Exactly one year ago, the James Webb Space Telescope amazed the world by showing its potential through the first scientific images. On April 12, 2022, NASA released infrared images of the first five targets, and it could have been just the beginning of the data collection that will provide work for astronomers and astrophysicists for many years to come.
To celebrate the end of the first year of science, NASA announced that they would be sharing a new photo, and they’ve been true to their word. This is not just an image, but infrared processing that has never been seen with such clarity. It comes with an extension A star-forming region known as Rho Ophiuchi, located 390 light-years from Earth In fact, the closest to us among areas of this kind. We give it to go on, and then we’ll talk about it better because there are too many details to describe.
The infrared image shows in detail which area It contains about fifty young stars It has roughly the same mass as our Sun. The darkest regions in the image are those where the dust is most dense and where protostars are still forming.

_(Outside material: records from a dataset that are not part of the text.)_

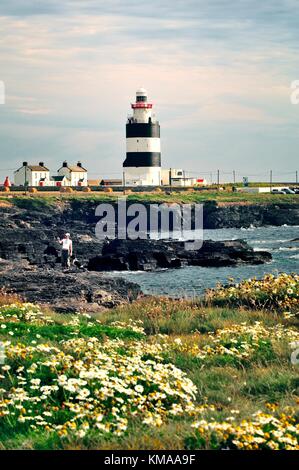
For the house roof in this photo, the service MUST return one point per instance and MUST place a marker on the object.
(58, 178)
(34, 168)
(37, 168)
(74, 168)
(94, 182)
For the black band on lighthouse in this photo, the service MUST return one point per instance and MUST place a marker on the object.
(142, 159)
(138, 129)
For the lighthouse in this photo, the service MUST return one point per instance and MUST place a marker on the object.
(142, 166)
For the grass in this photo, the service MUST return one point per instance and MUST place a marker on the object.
(39, 200)
(225, 381)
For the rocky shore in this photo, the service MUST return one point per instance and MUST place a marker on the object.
(149, 255)
(30, 256)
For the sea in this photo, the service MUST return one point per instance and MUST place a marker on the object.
(191, 281)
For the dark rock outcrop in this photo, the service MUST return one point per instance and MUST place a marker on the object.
(66, 292)
(148, 255)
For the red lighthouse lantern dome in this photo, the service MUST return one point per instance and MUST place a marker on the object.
(7, 183)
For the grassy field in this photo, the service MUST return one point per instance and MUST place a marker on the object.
(219, 197)
(154, 374)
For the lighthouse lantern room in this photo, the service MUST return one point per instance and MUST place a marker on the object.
(142, 166)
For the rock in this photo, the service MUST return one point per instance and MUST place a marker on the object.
(148, 255)
(67, 292)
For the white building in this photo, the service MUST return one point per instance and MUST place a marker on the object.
(142, 166)
(178, 177)
(32, 175)
(76, 174)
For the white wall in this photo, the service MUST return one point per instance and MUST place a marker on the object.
(142, 176)
(32, 177)
(143, 144)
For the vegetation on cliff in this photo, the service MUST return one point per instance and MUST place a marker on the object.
(154, 374)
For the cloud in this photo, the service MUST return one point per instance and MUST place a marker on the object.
(71, 69)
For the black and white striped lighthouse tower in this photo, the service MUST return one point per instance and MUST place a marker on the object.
(142, 166)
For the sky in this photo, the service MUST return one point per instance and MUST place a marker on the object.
(218, 72)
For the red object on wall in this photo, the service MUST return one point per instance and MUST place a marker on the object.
(7, 183)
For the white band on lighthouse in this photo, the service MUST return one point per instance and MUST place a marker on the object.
(142, 166)
(143, 144)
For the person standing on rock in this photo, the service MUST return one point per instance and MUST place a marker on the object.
(66, 250)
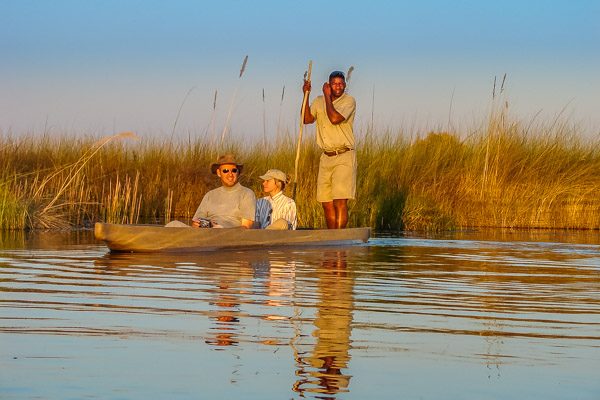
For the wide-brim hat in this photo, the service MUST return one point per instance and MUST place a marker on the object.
(274, 174)
(226, 159)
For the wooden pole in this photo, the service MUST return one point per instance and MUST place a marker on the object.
(308, 72)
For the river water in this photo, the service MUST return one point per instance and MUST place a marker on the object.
(493, 315)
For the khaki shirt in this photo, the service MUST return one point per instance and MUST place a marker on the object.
(332, 137)
(227, 206)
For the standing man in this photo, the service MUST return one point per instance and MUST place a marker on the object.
(334, 113)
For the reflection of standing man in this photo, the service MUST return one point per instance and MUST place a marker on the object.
(334, 114)
(333, 324)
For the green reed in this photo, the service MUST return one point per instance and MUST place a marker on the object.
(505, 173)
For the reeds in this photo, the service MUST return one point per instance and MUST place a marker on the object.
(505, 173)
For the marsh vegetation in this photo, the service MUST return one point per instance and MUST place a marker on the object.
(503, 173)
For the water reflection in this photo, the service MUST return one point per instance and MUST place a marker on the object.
(322, 371)
(493, 315)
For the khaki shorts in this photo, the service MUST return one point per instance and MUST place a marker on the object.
(337, 177)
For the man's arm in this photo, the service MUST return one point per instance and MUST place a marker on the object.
(334, 116)
(308, 118)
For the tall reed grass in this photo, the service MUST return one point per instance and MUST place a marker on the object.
(505, 173)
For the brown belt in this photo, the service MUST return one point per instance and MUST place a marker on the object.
(336, 152)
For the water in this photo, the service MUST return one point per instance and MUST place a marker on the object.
(467, 316)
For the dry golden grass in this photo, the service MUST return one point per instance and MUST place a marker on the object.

The regions in red delineate the giant jets of molecular hydrogen They are visible vertically on the right and in the upper part of the image. Their formation is remarkable considering that they appear when a star first explodes through its envelope of cosmic dust, shooting a pair of opposing jets into space. NASA uses a poetic parallel to define them, saying they act Like a newborn baby stretching its arms out into the world for the first time..
In the middle of the lower half of the image we see the star S1, which was able to excavate a real cave in the dust. It is also the only star in the picture that is much larger than our Sun.
Anyone wishing to download a high-resolution image (12778 x 11968 in PNG format weighing 135.00MB) can do so from the link in SOURCE.